Moreover, if you cannot receive comfortable reception or there is a channel that does not have reception radio waves, you can automatically skip over these channels and switch, further shortening the time required for one round selection. This eliminates the discomfort of selecting empty channels one by one, and allows for more comfortable operation.

Furthermore, when a desired program channel is selected, that channel can be stopped immediately, further shortening the channel selection time.

[Brief explanation of drawings]

FIG. 1 is a block diagram of a channel selection device according to an embodiment of the present invention, FIG. 2 is a wiring diagram showing an example of a control circuit that is the main part of the device, FIG. 3 is a waveform diagram for explaining its operation, and FIG. FIG. 4 is a block diagram of a channel selection device according to another embodiment of the present invention, FIG. 5 is a wiring diagram showing an example of its control circuit, FIG. 6 is a waveform diagram for explaining its operation, and FIG. 7 is a conventional channel selection device.
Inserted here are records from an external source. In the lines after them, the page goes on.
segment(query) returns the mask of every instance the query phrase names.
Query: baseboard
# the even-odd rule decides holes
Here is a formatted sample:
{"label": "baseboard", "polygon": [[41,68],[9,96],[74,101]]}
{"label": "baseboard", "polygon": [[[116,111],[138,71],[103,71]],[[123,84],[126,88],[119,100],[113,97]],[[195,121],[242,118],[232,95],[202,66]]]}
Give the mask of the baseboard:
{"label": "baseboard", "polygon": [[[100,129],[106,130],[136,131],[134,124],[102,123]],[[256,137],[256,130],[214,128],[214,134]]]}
FIG. 8 is a block diagram showing an example of a channel selection device, and FIG. 8 is a wiring diagram showing an example of its control circuit.
FIG. 9 is a waveform diagram for explaining the operation. 1...Sequential tuning device for tuner, 2...
・Control circuit, 3... Decimal counter, 4...
... Clock generator, 5 ... Start switch, 7 ... Reception judgment circuit, 8 ... Stop switch.

Claims (1)

[Scope of Claims] 1. A sequential channel selection circuit that operates sequentially based on a clock signal, etc., a counter having a count equal to the number of selectable channels, and a control circuit that supplies a clock signal to the counter and the sequential channel selection circuit. a memory circuit for supplying an operation signal to the control circuit to start supplying a clock signal; and a switch for supplying a start signal to the memory circuit, and supplying the output of the counter to the reset input of the memory circuit. In a tuner selection device that automatically sequentially selects all selectable channels starting from an arbitrary channel and then stops the selection operation at the starting channel, the tuner receives the means for detecting the detected signal, means for comparing the output of the detecting means with a reference voltage, and means for generating an additional clock signal having a shorter period than the clock signal, the clock signal having a predetermined value on the selected channel. A tuner tuning device characterized in that, when the above received signals cannot be obtained, an additional clock signal is supplied to the sequential tuning circuit and the counter in addition to the clock signal. 2. The tuner channel selection device according to claim 1, characterized in that each reset input of the memory circuit and the counter is provided with a switch for generating a common stop signal.